It’s 6 a.m. on a crisp autumn morning as a young Kirt Walker finishes the last of his chores, tending to a barnful of livestock before breakfast, then school. Growing up on his family’s Century Farm in Iowa instilled the values of hard work and responsibility that Walker carries forth today in his new role as CEO of Nationwide.
“I wouldn’t be here if it weren’t for farming,” Walker said. “Ag runs deep in my family, through farming and other related professions for more than 100 years.”
As an active youth member of 4-H and the National FFA organization, followed by the Block and Bridle Club at Iowa State University, Walker honed valuable leadership and business skills, along with a focus on personal growth and development.
“My brother and I were officers in 4-H and FFA, and my dad was a 4-H leader for more than 20 years,” Walker shared. “Those experiences helped me understand that leadership is ultimately about serving others.”
As he accepts responsibility for the reins guiding Nationwide, Walker said, “Nationwide will evolve for the future, but our relationship with the Ohio Farm Bureau and the agricultural community will remain a vital part of our foundation.
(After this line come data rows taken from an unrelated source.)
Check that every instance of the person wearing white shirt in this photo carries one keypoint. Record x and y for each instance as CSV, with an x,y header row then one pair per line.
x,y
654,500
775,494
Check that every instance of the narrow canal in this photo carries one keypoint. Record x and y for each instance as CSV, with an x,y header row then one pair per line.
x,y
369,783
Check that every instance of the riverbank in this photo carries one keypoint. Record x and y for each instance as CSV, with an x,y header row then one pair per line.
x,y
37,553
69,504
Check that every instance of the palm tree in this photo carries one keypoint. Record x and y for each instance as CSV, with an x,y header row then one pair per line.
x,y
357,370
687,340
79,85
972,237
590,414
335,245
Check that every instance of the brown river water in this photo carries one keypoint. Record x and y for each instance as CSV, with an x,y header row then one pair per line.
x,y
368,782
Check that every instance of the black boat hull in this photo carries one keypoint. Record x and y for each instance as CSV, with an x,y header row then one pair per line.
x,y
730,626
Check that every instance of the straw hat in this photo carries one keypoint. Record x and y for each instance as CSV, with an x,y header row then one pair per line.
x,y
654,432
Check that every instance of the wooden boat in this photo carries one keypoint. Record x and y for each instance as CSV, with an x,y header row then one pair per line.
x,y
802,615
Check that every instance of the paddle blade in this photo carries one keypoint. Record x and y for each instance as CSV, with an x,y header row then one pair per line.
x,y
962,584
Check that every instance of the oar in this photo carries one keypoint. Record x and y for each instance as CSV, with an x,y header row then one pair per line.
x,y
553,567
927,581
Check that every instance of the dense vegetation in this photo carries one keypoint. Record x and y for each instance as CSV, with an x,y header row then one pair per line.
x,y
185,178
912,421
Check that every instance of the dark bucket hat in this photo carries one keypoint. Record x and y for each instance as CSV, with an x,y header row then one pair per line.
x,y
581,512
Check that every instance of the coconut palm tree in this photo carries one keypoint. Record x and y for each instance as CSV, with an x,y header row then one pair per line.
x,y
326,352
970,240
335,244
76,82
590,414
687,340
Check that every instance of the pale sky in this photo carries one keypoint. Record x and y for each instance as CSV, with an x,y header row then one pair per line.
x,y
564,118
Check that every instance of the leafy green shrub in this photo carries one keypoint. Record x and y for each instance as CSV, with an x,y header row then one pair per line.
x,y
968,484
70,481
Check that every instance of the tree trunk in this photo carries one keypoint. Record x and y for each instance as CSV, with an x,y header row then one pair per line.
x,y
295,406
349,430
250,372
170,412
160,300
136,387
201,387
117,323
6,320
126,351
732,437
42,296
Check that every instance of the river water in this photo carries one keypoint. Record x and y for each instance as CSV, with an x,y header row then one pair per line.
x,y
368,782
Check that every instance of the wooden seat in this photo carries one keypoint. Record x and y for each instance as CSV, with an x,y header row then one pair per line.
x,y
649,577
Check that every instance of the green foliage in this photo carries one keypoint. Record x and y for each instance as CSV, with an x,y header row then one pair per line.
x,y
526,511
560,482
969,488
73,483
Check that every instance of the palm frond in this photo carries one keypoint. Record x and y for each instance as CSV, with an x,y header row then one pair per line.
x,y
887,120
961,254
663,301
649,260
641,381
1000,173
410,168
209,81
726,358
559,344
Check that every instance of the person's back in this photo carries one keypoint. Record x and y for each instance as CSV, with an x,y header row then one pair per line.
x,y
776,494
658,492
Organizations like the Ohio Farm Bureau helped build Nationwide into the company we are today.”
Nationwide’s earliest roots were established in 1926 by the Ohio Farm Bureau when it founded the Farm Bureau Mutual Automobile Insurance Co. that eventually became Nationwide.
“We were started by farmers to support rural communities, and we’ll always honor that heritage,” he said. Nationwide’s first salespeople and customers were farmers who believed in the cooperative spirit of the company and that more could be accomplished together than alone.
Walker said that belief still drives the company, but its much broader product offerings allow it to offer even more protection today. “Nationwide protects people, businesses and futures, and something that makes us special is the extraordinary care we bring to that mission.”
Walker points to Nationwide’s commitment to farm safety. The company established Grain Bin Safety Week in 2014 to raise awareness about the dangers of grain bins. Since that time, Nationwide has provided lifesaving grain rescue tubes and training to 111 fire departments across 26 states, including Ohio.
“It’s important to give back to rural communities by helping people protect what matters most. Nothing is more important than people,” he said.
Nationwide is the largest insurer of farms and ranches in the U.S., but Walker sees an opportunity to do even more for the agricultural community by innovating and offering new solutions.
“We’d like to be the No. 1 financial services provider for farmers and ranchers across America,” he said. “Too often, retirement planning and farm succession planning take a back seat to the day-to-day realities of managing a farm.” Nationwide is working to change that through programs like Land As Your Legacy and Your Ag Financial Legacy.
“At the end of the day, farming is a part of who we are as a company,” he said. “Our relationships with Farm Bureaus across the country are among the most important partnerships we have. That will never change.”
Photo caption: Nationwide CEO Kirt Walker with his favorite vehicle (his dad’s farm truck).